"ALL CAPS IN DEFENSE OF LIBERTY IS NO VICE."

Thursday, May 29, 2008

JIMMY CARTER: HE MAY NOT HAVE STOPPED KHOMEINI, BUT HE SURE DID PUT A STOP TO SPLIT INFINITIVES IN SECURITY POLICY PAPERS

Jimmy Carter was very good at one thing as President of the United States, and that is the exacting and excruciating detailing of the methodology of his failure.

From Gabe Schoenfeld at Commentary:


George C. Edwards III, “Exclusive Interview: President Jimmy Carter,” Presidential Studies Quarterly, vol. 38, no. 1.

GE:…You are known for your mastery of complex policy, and you are interested in the details of policy as a good policy analyst. Other presidents have been less interested in details. So let me ask you into how much detail should a president delve in making a decision?…

PRESIDENT CARTER: …Regarding the details, I am still an engineer by thought. You know, when I run my farm or when I run the Carter Center, I want to know what is going on. When I took on the personal responsibility, say for the Mideast peace process, I really believed that when we went to Camp David I knew more about the details than anybody there. I had mastered the psychological and historical analysis of Begin and Sadat. I knew everything they had done since they were born that was recorded, how they had reacted to crisis, how they dealt with pressure, who their allies were, and what their obligations were. So when we got to Camp David, I knew them, and I knew the map of the West Bank and Gaza.

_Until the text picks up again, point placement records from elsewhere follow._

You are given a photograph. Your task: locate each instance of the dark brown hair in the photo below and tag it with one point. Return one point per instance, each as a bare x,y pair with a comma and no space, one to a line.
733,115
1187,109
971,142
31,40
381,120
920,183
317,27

…I did basically the same thing with the Alaska Lands bill. I knew the map of Alaska in great detail.

I read a lot. I would say I read an average of 300 pages a day. That is just something that I quantified years ago, so I am just not talking casually. I took a speed-reading course. I did, and about fifty other people did, from Evelyn Wood in the Cabinet Room within the first two months of my term. So I could read a lot….

GE: Another aspect of decision making, and another challenge for a president, is to get his advisors to tell him what he needs to hear as opposed to what they think he wants to hear. …How did you make sure that you heard the full range of options?…

PRESIDENT CARTER: …we had regular cabinet meetings…. We would go around the entire table, and I would encourage each secretary to tell me the most important things that affected their departments that we needed to discuss. …

If the issue was complex and they required more than two or three minutes of exposition, I encouraged them to put it in writing and submit it to me. Those papers always came to me, and I relished the concise nature of their presentation. It required them to get their thoughts in order, and I was very much a stickler for not splitting infinitives and so forth.

And all those papers are in the presidential library now. I think the scholars that have been over to the presidential library to look at my notes have been impressed, I started to say overwhelmed, with the meticulous detail with which I would answer sometimes each paragraph in a complex proposal — I approve this, I do not approve this, see me about this, or explain this, and so forth.